My illness has given me insight into suffering which has been so valuable to help me pastor people, it’s given me more time to invest in God’s Word and it’s given me time to read many great books and write this blog. Sure, I would love to be made whole again, but that is not promised to me in Scripture, instead I am called to live a faithful life of service; to take up my cross and follow Jesus.
My suffering is nothing compared to other people’s in this world, but more importantly my suffering is nothing compared to the suffering that Christ went through on the cross which means I can now be called a child of God. His suffering brought about redemption. His suffering brought about a glorious inheritance that I cannot begin to imagine. His suffering bore the wrath of God so that sinners like you and me don’t have to. Therefore, my suffering is a joy because it is making me lean on, trust in and depend on His grace and sustaining power.

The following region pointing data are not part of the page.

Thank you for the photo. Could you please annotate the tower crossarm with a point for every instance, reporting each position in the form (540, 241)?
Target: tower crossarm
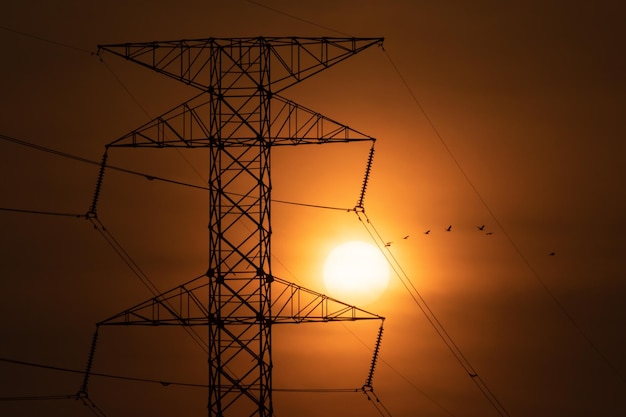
(184, 306)
(200, 62)
(185, 126)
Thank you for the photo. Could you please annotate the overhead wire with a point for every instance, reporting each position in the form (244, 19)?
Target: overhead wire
(47, 40)
(164, 383)
(573, 322)
(150, 177)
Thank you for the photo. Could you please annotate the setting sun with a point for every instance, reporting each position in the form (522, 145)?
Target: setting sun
(356, 273)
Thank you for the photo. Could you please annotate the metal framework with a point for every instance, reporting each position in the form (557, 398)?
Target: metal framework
(239, 116)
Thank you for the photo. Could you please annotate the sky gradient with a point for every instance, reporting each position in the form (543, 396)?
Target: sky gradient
(503, 114)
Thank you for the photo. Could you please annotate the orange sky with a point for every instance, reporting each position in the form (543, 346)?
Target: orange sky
(527, 98)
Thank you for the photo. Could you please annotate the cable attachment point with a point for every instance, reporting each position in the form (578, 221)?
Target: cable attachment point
(92, 210)
(359, 204)
(370, 376)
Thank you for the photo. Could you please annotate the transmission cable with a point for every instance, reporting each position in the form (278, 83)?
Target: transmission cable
(149, 177)
(516, 248)
(297, 18)
(164, 383)
(40, 38)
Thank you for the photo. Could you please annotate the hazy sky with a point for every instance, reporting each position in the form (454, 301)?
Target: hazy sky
(507, 114)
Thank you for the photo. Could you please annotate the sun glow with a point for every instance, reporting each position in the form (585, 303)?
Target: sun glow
(356, 273)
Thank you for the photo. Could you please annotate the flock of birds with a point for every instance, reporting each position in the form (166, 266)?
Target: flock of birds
(480, 228)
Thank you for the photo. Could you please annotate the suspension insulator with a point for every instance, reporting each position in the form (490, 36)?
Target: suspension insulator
(83, 389)
(359, 204)
(96, 194)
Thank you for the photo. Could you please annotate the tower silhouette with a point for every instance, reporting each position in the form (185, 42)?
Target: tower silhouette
(239, 116)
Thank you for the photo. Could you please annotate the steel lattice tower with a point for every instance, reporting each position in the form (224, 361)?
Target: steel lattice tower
(239, 116)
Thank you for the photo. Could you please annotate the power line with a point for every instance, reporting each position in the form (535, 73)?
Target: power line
(431, 317)
(46, 213)
(164, 383)
(149, 177)
(291, 16)
(516, 248)
(53, 42)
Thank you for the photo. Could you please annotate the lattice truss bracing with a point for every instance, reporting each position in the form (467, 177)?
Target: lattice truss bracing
(239, 116)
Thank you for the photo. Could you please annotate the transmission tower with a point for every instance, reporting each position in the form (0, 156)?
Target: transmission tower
(239, 116)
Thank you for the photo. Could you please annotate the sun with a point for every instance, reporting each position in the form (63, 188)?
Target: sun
(356, 273)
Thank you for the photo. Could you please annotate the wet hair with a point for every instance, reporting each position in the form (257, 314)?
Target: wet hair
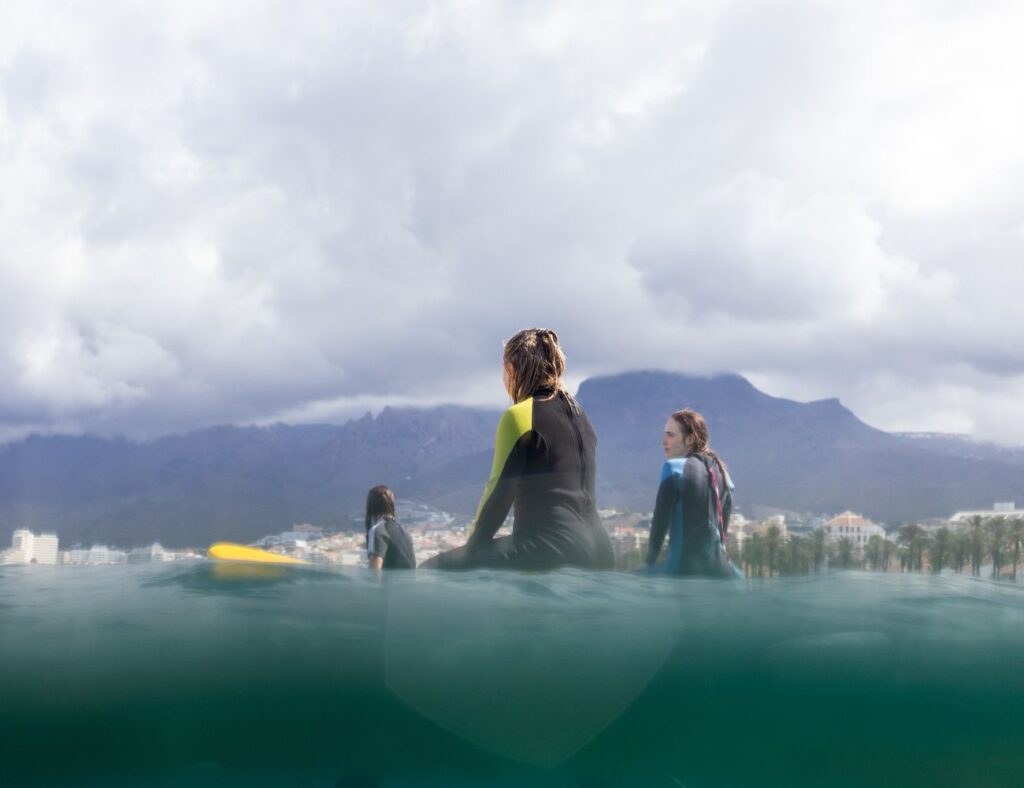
(538, 364)
(695, 435)
(380, 502)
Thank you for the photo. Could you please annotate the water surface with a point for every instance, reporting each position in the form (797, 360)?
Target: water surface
(190, 674)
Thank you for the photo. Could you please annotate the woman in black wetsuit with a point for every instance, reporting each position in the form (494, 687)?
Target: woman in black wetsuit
(543, 470)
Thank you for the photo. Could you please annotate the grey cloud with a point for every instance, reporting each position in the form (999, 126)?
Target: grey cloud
(311, 209)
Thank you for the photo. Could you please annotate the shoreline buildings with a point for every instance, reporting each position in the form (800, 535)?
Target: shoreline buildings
(27, 548)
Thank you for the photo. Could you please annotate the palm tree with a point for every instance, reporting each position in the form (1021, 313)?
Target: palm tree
(912, 538)
(941, 549)
(977, 530)
(844, 553)
(1016, 539)
(875, 552)
(997, 534)
(888, 552)
(773, 537)
(962, 548)
(818, 549)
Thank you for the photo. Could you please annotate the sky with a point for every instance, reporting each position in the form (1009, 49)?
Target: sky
(243, 213)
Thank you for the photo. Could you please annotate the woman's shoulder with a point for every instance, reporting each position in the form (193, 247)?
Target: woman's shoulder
(518, 419)
(674, 467)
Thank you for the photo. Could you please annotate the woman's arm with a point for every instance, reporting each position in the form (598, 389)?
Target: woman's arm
(514, 431)
(667, 492)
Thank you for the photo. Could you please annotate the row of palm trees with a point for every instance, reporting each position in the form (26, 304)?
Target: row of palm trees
(997, 540)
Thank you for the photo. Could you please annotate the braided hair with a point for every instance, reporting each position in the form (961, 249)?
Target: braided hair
(537, 363)
(695, 431)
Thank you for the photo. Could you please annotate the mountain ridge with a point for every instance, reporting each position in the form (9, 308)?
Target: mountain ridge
(239, 483)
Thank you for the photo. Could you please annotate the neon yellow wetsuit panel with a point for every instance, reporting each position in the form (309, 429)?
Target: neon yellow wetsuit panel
(515, 423)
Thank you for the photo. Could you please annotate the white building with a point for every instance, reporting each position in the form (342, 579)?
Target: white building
(1006, 509)
(27, 548)
(853, 527)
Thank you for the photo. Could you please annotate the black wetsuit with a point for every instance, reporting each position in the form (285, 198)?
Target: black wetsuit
(687, 511)
(390, 542)
(544, 470)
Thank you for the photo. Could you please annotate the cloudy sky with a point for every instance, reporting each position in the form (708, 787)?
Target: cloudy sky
(247, 212)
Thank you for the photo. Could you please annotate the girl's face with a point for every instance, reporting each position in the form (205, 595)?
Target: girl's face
(673, 442)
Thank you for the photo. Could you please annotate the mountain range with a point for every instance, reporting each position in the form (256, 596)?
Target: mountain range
(239, 483)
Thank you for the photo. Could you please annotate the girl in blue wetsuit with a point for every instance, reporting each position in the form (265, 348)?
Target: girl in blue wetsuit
(694, 500)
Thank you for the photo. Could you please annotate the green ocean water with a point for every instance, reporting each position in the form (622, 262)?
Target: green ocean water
(182, 674)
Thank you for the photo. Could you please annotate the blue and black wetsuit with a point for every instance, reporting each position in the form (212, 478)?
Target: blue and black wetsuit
(686, 510)
(544, 470)
(387, 540)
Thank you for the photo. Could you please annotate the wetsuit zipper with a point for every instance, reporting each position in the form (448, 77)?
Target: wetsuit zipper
(583, 454)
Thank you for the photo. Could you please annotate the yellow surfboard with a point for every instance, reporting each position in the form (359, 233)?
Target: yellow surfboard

I am not an example of what it means to suffer well, I always fail and slip up. I am nothing special nor am I important, but I am a child of the living God and I am called to live obediently and sacrificially even in my suffering. Therefore, I will rejoice in my story of suffering because it draws me nearer to Christ and points out that whilst I am weak and struggling, He is mighty and powerful.
We serve a wonderful Saviour, remember that both on the mountain top and in the valley moments. Suffering doesn’t mean that God has left you, but it could be an invitation to draw nearer to Him.